Alunos carregavam cartazes pedindo a retirada da PL/44 que prevê a entrega do comando de diversas áreas, como a educação, a organizações sociais; o pagamento do salários dos professores, além da reforma de escolas que hoje estão em situação precária.
Um dos organizadores do Comitê, o jovem Theo Pagote, estudante da Escola Padre Réus, explicou a atuação do novo grupo: “é um grupo em contraponto à Ubes (União Brasileira dos Estudantes Secundaristas) e à UNE (União Nacional dos Estudantes) que não representam por inteiro os alunos das ocupações”. O comitê hoje é formado por 15 escolas e está buscando ampliar este número.
Entoando gritos como “Pula sai do chão é o bonde da ocupação” e “Governador fala a verdade, educação nunca foi prioridade”, os secundaristas marcharam até o Palácio Piratini, onde fizeram o primeiro ato da manifestação: queimaram um boneco do governador Sartori aos gritos de ” Sartori safado, Sartori safado”. Uma camisa da Umespa também foi colocada em chamas.
Após isso os estudantes seguiram em direção à Secretaria de Educação, mas foram impedidos de ingressar no CAFF (Centro Administrativo Fernando Ferrari) onde pretendiam entregar um conjunto de reivindicações ao secretário Luís Antônio Alcoba, mas não tiveram a oportunidade.
Alcoba, que não estava na Secretaria quando os jovens chegaram, se dirigiu ao portão , logo após participar de uma reunião com órgãos públicos para definir as próximas ações na área, mas não houve entendimento.
O secretário deixou o lugar, após ser chamado de fascista. “Desse modo não tem como ter diálogo”, explicou o titular da pasta da Educação no Estado. No final do ato, pedras foram atiradas pelos manifestantes em direção aos seguranças do CAFF. Foi o único incidente do ato que até então era pacífico.
A Secretaria da Educação irá apresentar amanhã uma carta-compromisso a todas escolas. Entre os comprometimentos estão o depósito de R$ 40 milhões para a realização de reparos urgentes em algumas escolas e autonomia financeira (verba mensal destinada à manutenção das escolas).

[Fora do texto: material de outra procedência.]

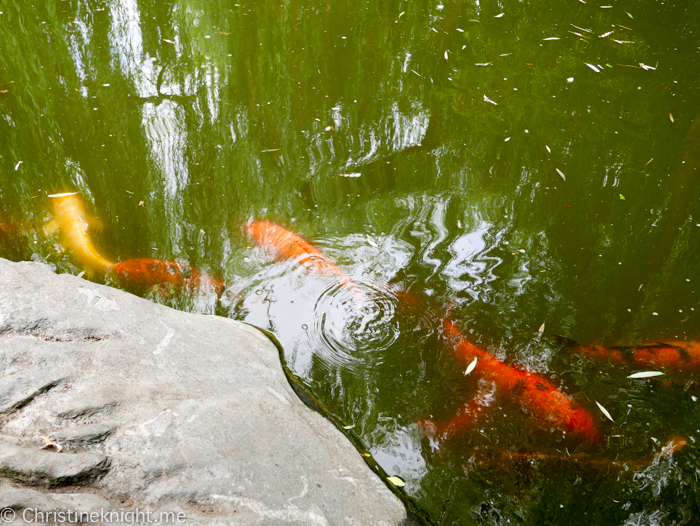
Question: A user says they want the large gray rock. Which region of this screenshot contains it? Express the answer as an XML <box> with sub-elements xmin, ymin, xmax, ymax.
<box><xmin>0</xmin><ymin>259</ymin><xmax>407</xmax><ymax>525</ymax></box>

O documento foi finalizado após reunião do Governo do Estado entre os seguintes órgãos: Procuradoria-Geral do Estado (PGE), a Defensoria Pública, a Comissão de Educação da Assembleia Legislativa, Ordem dos Advogados do Brasil (OAB), o Conselho Tutelar, a Federação das Associações e Círculos de Pais e Mestres do RS e o Conselho Estadual da Criança e do Adolescente.
Após a entrega do documento, o Estado quer a desocupação das mais de 120 escolas em até 48 horas. Já os estudantes, tem reunião marcada para esta terça no colégio Júlio de Castilhos, onde definirão os próximos passos das ocupações.